Sample healer quotes from a range of disciplines
“A large number of aquifers exist that are intersected by a political boundary and, hence, are transboundary and international in nature. Others are located entirely within the territory of one state but are hydraulically linked to a transboundary river. They could be regarded as ‘‘international aquifers’’ because they are part of an international system. Such a ‘‘system approach’’ would be similar to the Watercourses Convention.” (Ulfstein & Werksman, 2003: 52)
“A child died right outside a Chicago area hospital because his young friends were unable to drag him through the door and the health care providers refused to go out to help him.” (Harte, 2002: 185)

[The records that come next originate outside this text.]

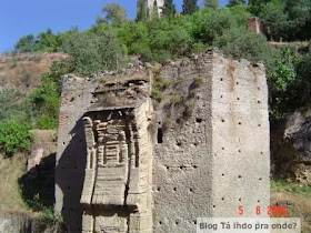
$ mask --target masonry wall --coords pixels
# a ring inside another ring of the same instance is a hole
[[[162,68],[161,75],[198,77],[191,118],[154,142],[154,232],[195,232],[197,217],[267,215],[270,202],[268,88],[262,64],[210,52]],[[191,88],[185,92],[191,91]],[[184,92],[178,88],[178,92]],[[159,121],[159,128],[167,115]]]
[[[270,203],[268,87],[262,64],[212,60],[213,216],[267,215]],[[264,214],[265,213],[265,214]]]
[[[171,83],[165,99],[154,101],[154,112],[150,112],[153,159],[146,163],[152,164],[152,181],[151,175],[147,179],[152,185],[153,232],[195,232],[197,217],[239,216],[239,205],[244,216],[254,216],[257,205],[267,211],[270,152],[262,64],[210,51],[158,68],[137,64],[118,74],[120,82],[129,77],[150,77],[151,82],[152,77],[153,81],[161,77]],[[199,88],[195,80],[202,80]],[[92,79],[74,77],[63,82],[56,210],[71,232],[81,232],[87,155],[82,116],[94,101],[98,85]],[[178,103],[168,110],[168,101],[177,93],[187,100],[184,105],[193,103],[187,118]]]
[[[62,85],[56,163],[56,211],[70,232],[81,232],[80,197],[87,164],[82,115],[92,101],[96,85],[86,78],[66,77]]]
[[[180,65],[171,64],[161,70],[161,75],[172,83],[182,80],[182,87],[172,88],[184,95],[192,90],[193,79],[201,77],[203,83],[194,90],[191,116],[163,132],[162,143],[154,142],[154,232],[195,232],[197,217],[212,214],[211,71],[211,54],[185,59]],[[161,128],[165,120],[163,116],[158,125]]]

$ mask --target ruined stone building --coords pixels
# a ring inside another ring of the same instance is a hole
[[[152,99],[151,99],[152,97]],[[263,64],[217,51],[63,79],[56,211],[70,232],[189,233],[270,202]]]
[[[146,7],[147,12],[151,16],[151,12],[154,11],[154,7],[157,7],[157,11],[159,16],[162,13],[162,8],[164,6],[164,0],[138,0],[137,1],[137,12],[139,12],[141,7]]]

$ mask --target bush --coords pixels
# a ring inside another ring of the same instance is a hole
[[[69,32],[63,36],[61,51],[72,55],[73,72],[88,75],[102,69],[116,70],[124,59],[124,47],[113,30]]]
[[[33,126],[54,129],[58,125],[60,94],[49,75],[42,77],[42,85],[27,95],[26,105]]]
[[[264,61],[268,72],[272,62],[272,49],[262,34],[244,28],[232,28],[217,39],[218,45],[227,55],[250,61]]]
[[[0,123],[0,150],[6,155],[31,148],[32,134],[24,124],[14,121]]]
[[[0,90],[0,123],[9,120],[28,122],[22,100],[24,94],[16,89]]]

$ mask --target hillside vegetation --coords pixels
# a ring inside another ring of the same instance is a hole
[[[181,13],[177,13],[173,1],[164,2],[161,18],[141,3],[137,20],[129,20],[121,6],[110,3],[86,31],[73,28],[53,33],[47,29],[38,36],[20,38],[14,50],[6,52],[0,60],[3,158],[16,160],[16,152],[28,153],[33,138],[31,129],[57,128],[63,74],[88,77],[102,70],[123,69],[133,57],[157,63],[218,47],[228,57],[265,63],[273,124],[288,112],[310,104],[310,0],[251,0],[249,4],[230,0],[224,8],[219,8],[218,0],[205,0],[202,9],[197,1],[184,0]],[[261,19],[263,33],[255,34],[248,29],[251,17]],[[47,57],[51,52],[60,53],[54,60]],[[30,53],[32,55],[28,55]],[[154,92],[157,84],[152,97],[157,101],[169,98]],[[10,133],[11,124],[18,132]],[[24,163],[23,159],[20,161]],[[7,163],[10,162],[1,158],[0,165],[7,166]],[[22,170],[18,168],[12,174],[10,179],[17,179]],[[17,190],[17,186],[10,189]],[[14,206],[12,210],[24,204],[16,194],[8,202],[11,202],[8,206]]]

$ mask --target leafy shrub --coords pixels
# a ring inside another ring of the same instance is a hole
[[[88,75],[101,69],[116,70],[124,57],[122,43],[113,30],[69,32],[63,36],[61,51],[72,55],[73,72]]]
[[[7,155],[18,151],[28,150],[31,146],[31,133],[24,124],[14,121],[0,123],[0,150]]]
[[[203,9],[194,13],[191,20],[192,36],[207,44],[213,44],[218,37],[235,23],[229,9]]]
[[[0,90],[0,122],[13,120],[16,122],[28,122],[22,101],[24,94],[16,89]]]
[[[49,75],[42,77],[42,85],[27,95],[26,105],[33,126],[54,129],[58,125],[60,94]]]
[[[255,34],[244,28],[232,28],[217,39],[218,45],[227,55],[250,61],[265,61],[271,68],[272,48],[262,34]]]

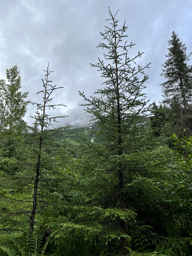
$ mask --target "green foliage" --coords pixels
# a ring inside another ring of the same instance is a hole
[[[25,101],[28,93],[20,90],[21,76],[16,64],[7,69],[6,75],[9,84],[0,80],[0,133],[21,121],[29,102]]]

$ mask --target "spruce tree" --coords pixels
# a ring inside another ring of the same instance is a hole
[[[170,108],[170,119],[173,126],[179,126],[178,132],[187,128],[192,131],[190,112],[192,103],[192,66],[188,64],[191,52],[187,54],[187,47],[173,31],[168,40],[167,59],[163,65],[161,75],[166,81],[161,84],[163,102]]]
[[[127,27],[124,23],[118,28],[116,13],[114,16],[109,11],[109,14],[111,26],[101,33],[105,42],[98,46],[107,51],[107,63],[99,59],[98,64],[91,64],[102,72],[105,86],[90,99],[80,92],[94,124],[92,139],[79,135],[82,148],[76,164],[78,188],[86,198],[83,203],[66,205],[65,212],[68,209],[70,217],[75,216],[70,222],[66,222],[66,215],[49,224],[57,246],[65,255],[147,252],[150,238],[146,225],[158,228],[154,220],[163,196],[154,179],[160,181],[163,174],[155,167],[158,156],[153,159],[155,146],[145,117],[143,90],[148,77],[144,70],[148,64],[136,67],[142,53],[129,57],[134,44],[127,43]]]

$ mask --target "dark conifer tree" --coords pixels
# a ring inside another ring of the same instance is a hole
[[[168,40],[169,52],[165,55],[168,59],[162,65],[161,75],[166,79],[160,84],[165,98],[163,102],[172,110],[172,115],[169,113],[170,121],[175,127],[180,127],[178,132],[188,128],[190,133],[192,130],[190,116],[192,103],[192,67],[187,62],[192,53],[187,55],[185,44],[174,31],[171,37]]]

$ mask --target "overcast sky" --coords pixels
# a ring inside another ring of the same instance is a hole
[[[69,116],[62,124],[74,124],[83,117],[83,103],[78,91],[89,97],[101,88],[101,74],[90,63],[102,58],[100,32],[108,26],[108,7],[119,26],[125,20],[128,42],[136,44],[132,56],[144,52],[142,66],[151,62],[146,70],[147,100],[157,103],[162,99],[159,84],[161,65],[166,58],[167,40],[174,30],[192,51],[191,0],[0,0],[0,78],[8,66],[17,63],[20,68],[23,92],[38,103],[36,93],[42,89],[43,69],[48,62],[52,85],[64,88],[55,91],[55,114]],[[190,61],[189,64],[191,64]],[[29,106],[25,118],[31,124],[34,106]]]

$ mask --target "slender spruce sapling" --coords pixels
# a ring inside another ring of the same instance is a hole
[[[100,43],[97,46],[108,52],[103,54],[107,63],[99,58],[97,64],[91,64],[102,72],[101,76],[106,79],[103,83],[106,87],[95,92],[95,94],[100,95],[100,98],[89,99],[84,92],[79,93],[87,102],[83,105],[87,107],[86,112],[95,117],[98,130],[95,131],[94,140],[102,141],[106,147],[105,153],[101,152],[103,148],[98,148],[97,145],[94,150],[100,155],[98,157],[105,159],[106,163],[108,163],[107,167],[104,168],[104,173],[110,175],[113,173],[116,176],[114,181],[118,184],[118,203],[122,206],[125,177],[128,175],[130,178],[130,171],[128,170],[131,169],[129,166],[129,161],[123,156],[131,152],[137,152],[136,154],[138,154],[135,139],[137,133],[141,132],[138,130],[138,124],[145,122],[143,116],[147,103],[142,90],[145,88],[144,83],[148,76],[145,75],[144,70],[149,68],[149,64],[144,67],[139,65],[136,68],[136,60],[143,53],[139,52],[133,57],[129,57],[129,48],[134,44],[132,42],[128,43],[126,40],[127,36],[124,33],[127,27],[125,22],[122,28],[118,29],[116,13],[113,17],[110,10],[109,12],[111,18],[107,20],[111,21],[112,27],[106,27],[105,32],[100,33],[106,42]],[[89,146],[93,148],[91,142]],[[88,161],[85,161],[87,163]],[[101,168],[103,169],[103,167]],[[94,172],[95,167],[91,168]],[[101,172],[103,177],[103,173],[101,170]]]
[[[56,119],[59,117],[64,117],[65,116],[50,116],[50,115],[47,113],[47,109],[54,109],[57,106],[64,106],[62,104],[52,104],[51,102],[52,100],[51,98],[52,93],[55,90],[62,87],[56,87],[56,86],[53,86],[50,84],[52,81],[49,80],[48,76],[51,72],[49,70],[49,65],[46,70],[44,70],[46,72],[45,75],[45,78],[44,80],[42,79],[43,82],[44,89],[38,92],[43,93],[43,102],[36,103],[33,102],[32,104],[35,104],[37,106],[37,111],[36,115],[33,117],[35,119],[35,130],[37,130],[37,132],[35,133],[36,138],[37,138],[38,141],[39,149],[38,151],[37,161],[36,164],[36,177],[34,182],[34,189],[33,199],[33,207],[30,219],[30,226],[31,229],[34,228],[35,223],[35,218],[36,212],[38,203],[38,188],[40,177],[41,176],[41,172],[44,167],[42,164],[42,147],[44,141],[46,139],[50,137],[53,134],[58,134],[64,128],[59,128],[57,129],[51,129],[50,126],[52,126],[52,122],[58,122]],[[37,128],[38,126],[39,129]],[[54,155],[53,154],[53,155]],[[50,157],[51,156],[50,156]]]

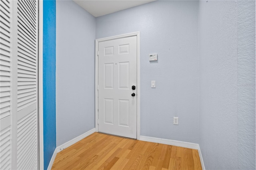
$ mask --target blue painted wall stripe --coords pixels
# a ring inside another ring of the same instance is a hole
[[[56,2],[44,0],[43,6],[44,168],[46,170],[56,148]]]

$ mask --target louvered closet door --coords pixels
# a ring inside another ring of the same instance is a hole
[[[37,3],[18,1],[18,169],[38,168]]]
[[[0,0],[0,169],[37,169],[38,2]]]
[[[11,169],[12,2],[0,1],[0,169]]]

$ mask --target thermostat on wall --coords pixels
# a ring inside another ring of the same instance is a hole
[[[152,54],[149,55],[149,61],[157,60],[157,54]]]

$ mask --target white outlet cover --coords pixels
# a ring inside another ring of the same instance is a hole
[[[173,117],[173,124],[179,125],[179,118],[178,117]]]

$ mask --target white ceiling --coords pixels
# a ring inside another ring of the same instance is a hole
[[[154,0],[73,0],[90,14],[95,16],[102,16],[121,10],[130,8]]]

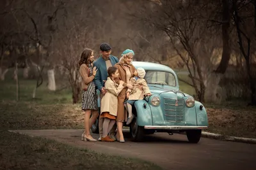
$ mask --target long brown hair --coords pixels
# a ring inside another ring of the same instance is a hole
[[[84,50],[82,52],[81,55],[81,58],[79,61],[78,62],[78,64],[79,66],[83,64],[85,64],[86,65],[89,64],[89,58],[91,57],[92,53],[93,51],[90,48],[85,48]]]

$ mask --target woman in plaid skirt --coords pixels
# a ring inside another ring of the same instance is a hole
[[[84,111],[84,132],[82,134],[83,141],[96,141],[90,134],[90,129],[99,116],[97,95],[93,80],[96,67],[92,67],[94,60],[93,52],[86,48],[81,55],[79,62],[79,73],[82,77],[83,99],[82,110]],[[91,118],[90,117],[92,114]]]

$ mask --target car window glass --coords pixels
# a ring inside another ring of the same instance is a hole
[[[168,72],[147,71],[145,79],[148,83],[164,83],[170,86],[176,86],[174,75]]]

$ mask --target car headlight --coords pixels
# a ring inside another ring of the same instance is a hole
[[[160,99],[157,96],[154,96],[151,99],[151,103],[154,106],[157,106],[160,104]]]
[[[195,106],[195,99],[193,97],[188,97],[186,100],[186,105],[189,107],[191,108]]]

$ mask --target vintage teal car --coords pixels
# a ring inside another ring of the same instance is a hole
[[[204,105],[179,90],[177,74],[170,67],[156,63],[132,62],[135,67],[146,71],[145,79],[152,95],[134,103],[136,115],[129,125],[132,139],[141,141],[146,134],[166,132],[170,134],[186,132],[191,143],[197,143],[202,129],[208,127]],[[100,103],[98,104],[100,107]],[[98,121],[92,131],[99,133]]]

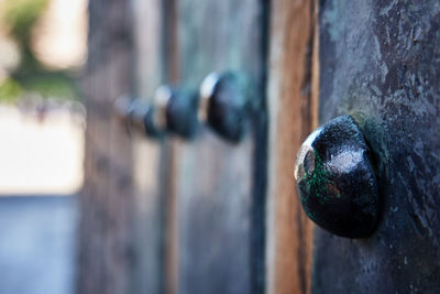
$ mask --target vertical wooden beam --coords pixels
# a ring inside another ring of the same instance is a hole
[[[136,73],[133,95],[152,102],[163,83],[163,1],[133,0],[134,54]],[[164,206],[162,197],[165,152],[163,144],[140,133],[131,137],[134,178],[133,274],[130,293],[163,293],[164,287]]]
[[[315,0],[274,0],[270,109],[267,293],[310,291],[312,224],[294,179],[297,150],[317,126],[318,63]]]
[[[131,272],[132,153],[113,115],[132,86],[129,1],[89,4],[85,187],[79,196],[78,293],[127,293]]]

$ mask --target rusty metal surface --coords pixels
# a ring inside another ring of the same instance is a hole
[[[440,2],[320,1],[320,122],[352,115],[373,150],[376,232],[316,230],[314,293],[440,291]]]

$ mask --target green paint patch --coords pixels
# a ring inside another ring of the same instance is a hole
[[[328,203],[330,199],[328,197],[329,194],[334,194],[336,197],[340,198],[341,194],[338,192],[332,181],[330,181],[330,177],[331,173],[324,168],[322,160],[319,157],[318,153],[315,152],[315,168],[307,171],[301,179],[301,182],[305,184],[306,192],[305,195],[300,196],[301,203],[307,204],[309,197],[314,196],[319,199],[319,204],[326,205],[326,203]],[[333,189],[337,193],[334,193]]]

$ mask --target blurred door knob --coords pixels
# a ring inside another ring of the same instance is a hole
[[[237,73],[209,74],[200,86],[198,116],[218,134],[239,142],[248,127],[249,83]]]

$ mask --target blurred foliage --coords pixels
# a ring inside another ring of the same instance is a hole
[[[19,43],[30,42],[32,28],[47,4],[48,0],[3,0],[2,19]]]
[[[14,101],[23,91],[43,98],[75,99],[77,88],[68,72],[44,67],[32,48],[33,29],[50,0],[3,0],[0,2],[1,24],[20,50],[20,65],[0,83],[0,101]]]
[[[6,78],[0,84],[0,101],[2,102],[13,102],[20,98],[21,94],[21,86],[13,78]]]

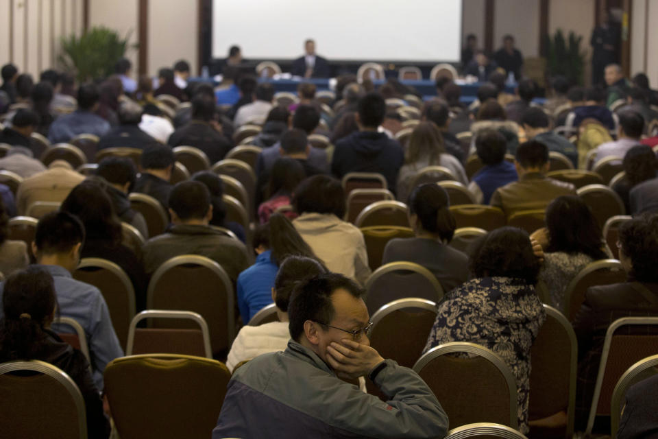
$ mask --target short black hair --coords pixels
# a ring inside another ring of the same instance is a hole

“Now, this dissatisfies the more-ambitious young men. They want to achieve a science which both gives the same exactness of prediction… as you achieve in the physical sciences… If they really created a society, which was guided by the collective will of the group, that would just stop the process of intellectual progress. Because it would stop this utilization of widely dispersed opinion upon which our society rests and which can only exist in this very complex process which you cannot intellectually master.” (Prusak, 2002: 192)
“Perhaps the problem is psychology itself—the rejection of much of the apparatus of individual psychology leaves community psychology rather bereft of theoretical content. Elsewhere we have argued for the use of concepts from non-psychological spheres…” (Burton & Kagan, 2000)
“Churchman (1970) is interested in the concept of improvement, and if a change is to be justifiably called an improvement then reflecting on the boundary of analysis is crucial. What is to be included or excluded is a vital consideration: something that appears to be an improvement given a narrowly defined boundary may not be seen as an improvement at all if the boundaries are pushed out. Essentially, defining the boundaries of improvement is an ethical issue, requiring the exercise of value judgements. For this reason, Churchman argues that as much information as possible should be ‘swept in’ to definitions of improvement, allowing the most inclusive, and therefore most ethical, position on improvement to emerge.” (Midgley, 2000: 137)
“The planet may be the final test of whether we prefer competition or cooperation, for the earth is a home we share with many species, not an asset to be divided up among the human players alone.” (Bateson, 1994: 193)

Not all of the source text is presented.